This movie shows hand kinematics (both 3D translation and 1D rotation in the frontal plane) and spike times (audio) for a neuron in the primary motor cortex. The subject controlled the movement of the virtual cursor (orange) and performed a center-out with rotation task in a virtual reality simulator while the activity of this motor cortical neuron is being recorded with an intracortical microelectrode. This neuron demonstrates tuning to both hand translation and rotation; these two types of movements interact with each other non-linearly, where hand rotation direction modulates hand translational tuning curves in a gain field fashion.
This movie shows spatial and temopral pattern of cortical activity recorded with a whole-head 306-channel MEG (magnetoencephalography) system (Elekta Neuromag) during a simple wrist movement task. The visual cortex is activated first, followed by the parietal and motor areas.
This movie shows the spatiotemporal pattern of the high frequency band activity (60-120Hz) in ECoG (subdural electrocorticography) signals across an ECoG grid covering the frontal, temporal and part of parietal lobes while the subject performed a simple speech task (number counting). Both the mouth and Broca's area (bottom portion of the grid) show task-related activity.
This movie shows the spatiotemporal pattern of the high frequency band activity (60-120Hz) in ECoG signals across a grid covering the frontal, temporal and part of parietal lobes while the subject performed a simple hand movement task (squeezing a ball). Data were recorded from the same subject as the previous movie, but now the hand area of the motor cortex (top-right) shows task-related activity.
This movie shows mirror-neuron-like cortical activity captured by a high-density ECoG grid implanted over the premotor and motor cortical areas. The subject was either executing or observing grasping and pinching movements of the hand. The spatiotemporal patterns of cortical activity (60-120 Hz band activity) are very similar between action execution and action observation. The human mirror-neuron system plays a critical role in action understanding, motor learning, motor imitation, and social skills.
This movie shows real-time control of a computer cursor (moving up and down) using one ECoG channel. The subject achieved reliable control of the cursor movement within the first brain-control training session (30 min). The left panels show the power spectrum of ECoG signals and the control signals derived from ECoG recording, while the right panel shows the corresponding cursor movement.
This movie demonstrates the feasibility of using ECoG-based brain-computer interface devices to navigator a wheelchair in a virtual reality environment.
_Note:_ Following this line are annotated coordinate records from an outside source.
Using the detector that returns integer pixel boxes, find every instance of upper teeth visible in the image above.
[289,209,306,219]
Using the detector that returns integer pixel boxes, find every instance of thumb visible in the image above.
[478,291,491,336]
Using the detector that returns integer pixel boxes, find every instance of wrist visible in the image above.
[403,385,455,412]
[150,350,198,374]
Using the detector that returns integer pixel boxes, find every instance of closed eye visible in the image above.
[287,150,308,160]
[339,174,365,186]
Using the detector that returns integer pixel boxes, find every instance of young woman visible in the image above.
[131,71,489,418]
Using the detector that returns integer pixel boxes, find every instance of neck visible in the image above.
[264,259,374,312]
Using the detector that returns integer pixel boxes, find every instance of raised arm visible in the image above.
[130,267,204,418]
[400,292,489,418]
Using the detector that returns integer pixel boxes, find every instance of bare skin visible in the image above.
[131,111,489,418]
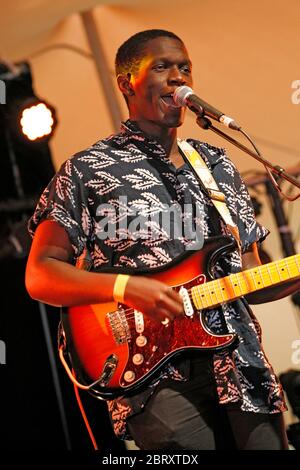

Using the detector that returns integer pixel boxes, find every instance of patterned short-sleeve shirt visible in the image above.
[29,121,286,438]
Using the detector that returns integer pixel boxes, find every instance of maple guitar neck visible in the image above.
[191,254,300,310]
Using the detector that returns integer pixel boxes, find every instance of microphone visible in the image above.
[173,86,241,131]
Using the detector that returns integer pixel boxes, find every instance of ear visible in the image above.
[117,73,134,96]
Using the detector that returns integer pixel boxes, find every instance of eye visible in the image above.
[153,64,166,72]
[180,65,192,73]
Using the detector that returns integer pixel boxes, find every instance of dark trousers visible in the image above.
[128,359,288,450]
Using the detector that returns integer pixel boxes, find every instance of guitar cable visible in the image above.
[59,345,99,450]
[72,369,99,450]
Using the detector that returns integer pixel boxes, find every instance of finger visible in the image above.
[160,295,183,315]
[157,308,174,326]
[166,287,182,303]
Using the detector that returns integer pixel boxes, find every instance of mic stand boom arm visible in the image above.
[196,115,300,198]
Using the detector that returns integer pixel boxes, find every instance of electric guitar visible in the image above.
[60,237,300,399]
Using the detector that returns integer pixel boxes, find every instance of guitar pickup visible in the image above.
[97,354,119,387]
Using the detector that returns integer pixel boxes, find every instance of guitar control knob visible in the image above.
[135,335,147,348]
[124,370,135,382]
[132,353,144,366]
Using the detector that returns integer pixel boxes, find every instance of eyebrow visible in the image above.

A subject playing Super Mario World (Super Nintendo Entertainment System) using brain activity recorded from an ECoG electrode. Here, the subject commands the "jump" command using brain activity, while the left/right movement of the video game character is controlled by the experimenter.
This subject was playing a simple custom-made flash game ("Birdboy") using brain activity recorded from an ECoG electrode. The subject was able to move the video game character up and down to avoid obstacles and collect rewards.